Brent Suter pitched to Harper like he was intent on walking Harper too—no one can really blame him in that position, as the Reds just got another reliever warming up in the bullpen. But Harper had learned his lesson. With the count full, Suter threw Harper a low and inside sinker, and between the lesson learned and Harper's natural inevitability, the end result was the only possible outcome: a grand slam.

MLB's chosen thumbnail for this video invites some level of interrogation. A winter landscape, with a word art-y BRYCE; a full-body shot of a hyped up Bryce Harper in the center while a giant, mellower Bryce looks on from behind the mountains, looming peaceably. What does this mean? Must it mean anything at all? Let us remember the words of Archibald MacLeish this day: "A poem should not mean / But be."
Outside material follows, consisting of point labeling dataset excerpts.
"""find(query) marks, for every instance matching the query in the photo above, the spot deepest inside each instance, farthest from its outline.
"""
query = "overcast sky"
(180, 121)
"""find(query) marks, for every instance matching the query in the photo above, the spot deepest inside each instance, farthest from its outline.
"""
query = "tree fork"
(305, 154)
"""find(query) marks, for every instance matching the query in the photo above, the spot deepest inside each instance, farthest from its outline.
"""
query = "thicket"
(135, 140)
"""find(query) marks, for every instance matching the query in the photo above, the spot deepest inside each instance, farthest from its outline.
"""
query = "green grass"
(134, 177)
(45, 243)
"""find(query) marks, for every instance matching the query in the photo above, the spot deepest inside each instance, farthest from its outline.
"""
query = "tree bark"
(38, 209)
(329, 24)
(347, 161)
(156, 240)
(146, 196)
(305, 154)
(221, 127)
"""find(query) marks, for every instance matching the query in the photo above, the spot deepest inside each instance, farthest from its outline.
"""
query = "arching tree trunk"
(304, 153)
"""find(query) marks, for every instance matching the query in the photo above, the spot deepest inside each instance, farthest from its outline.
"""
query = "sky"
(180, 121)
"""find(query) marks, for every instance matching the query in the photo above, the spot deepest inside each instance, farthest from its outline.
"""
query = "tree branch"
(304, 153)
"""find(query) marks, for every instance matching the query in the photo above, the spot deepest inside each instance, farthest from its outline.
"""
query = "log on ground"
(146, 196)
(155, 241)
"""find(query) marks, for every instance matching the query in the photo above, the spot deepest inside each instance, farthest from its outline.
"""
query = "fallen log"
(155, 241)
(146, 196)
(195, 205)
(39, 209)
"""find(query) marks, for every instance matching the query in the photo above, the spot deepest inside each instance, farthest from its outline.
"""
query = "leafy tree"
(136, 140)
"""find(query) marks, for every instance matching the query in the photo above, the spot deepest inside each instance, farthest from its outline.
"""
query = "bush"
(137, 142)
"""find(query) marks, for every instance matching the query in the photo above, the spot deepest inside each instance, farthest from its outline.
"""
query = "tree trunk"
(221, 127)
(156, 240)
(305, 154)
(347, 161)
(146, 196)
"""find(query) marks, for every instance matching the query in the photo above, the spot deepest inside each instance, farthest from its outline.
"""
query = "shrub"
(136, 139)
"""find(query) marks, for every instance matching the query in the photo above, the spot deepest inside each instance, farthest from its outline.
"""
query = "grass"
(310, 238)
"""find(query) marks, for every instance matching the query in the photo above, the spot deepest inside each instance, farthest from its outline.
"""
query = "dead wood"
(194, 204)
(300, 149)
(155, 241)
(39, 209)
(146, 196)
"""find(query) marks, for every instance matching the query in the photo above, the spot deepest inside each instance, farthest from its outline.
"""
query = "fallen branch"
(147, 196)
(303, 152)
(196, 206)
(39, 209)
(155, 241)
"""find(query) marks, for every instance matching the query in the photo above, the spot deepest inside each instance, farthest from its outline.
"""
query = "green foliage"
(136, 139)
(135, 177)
This was a much needed breath of fresh air for the Phillies, who with a shaky bullpen and without Harper's bat, were 1-3 to start the season. Not only did Harper finally get his first three hits of the season—all of them homers, as it should be—they also welcomed the re-debut of Ricardo Pinto, who last played in MLB in 2019 and last played for the Phillies in 2017, when he had a 7.89 ERA in 25 games played. Pinto reminded us all of the beauty of a long reliever. According to Matt Gelb, Pinto received the call from the Phillies at noon, got stuck in traffic on his way from Lehigh Valley, arrived at the ballpark sometime in the fourth inning, popped in to say hi to manager Rob Thomson, and then pitched a four-inning save, which is an all-time performance that frankly matches Harper's.

But back to the first question: How much can one man raise his slash line in one game? This, of course, comes with the natural caveat of early-season sample size, but the early season is good for nothing except small sample size observations. Harper came in slashing .000/.154/.000. He left the game slashing .200/.294/.800 for a 1.084 OPS in 15 plate appearances. If Bryce Harper gets a single hit this season that isn't a home run, it's time to cut him from the team.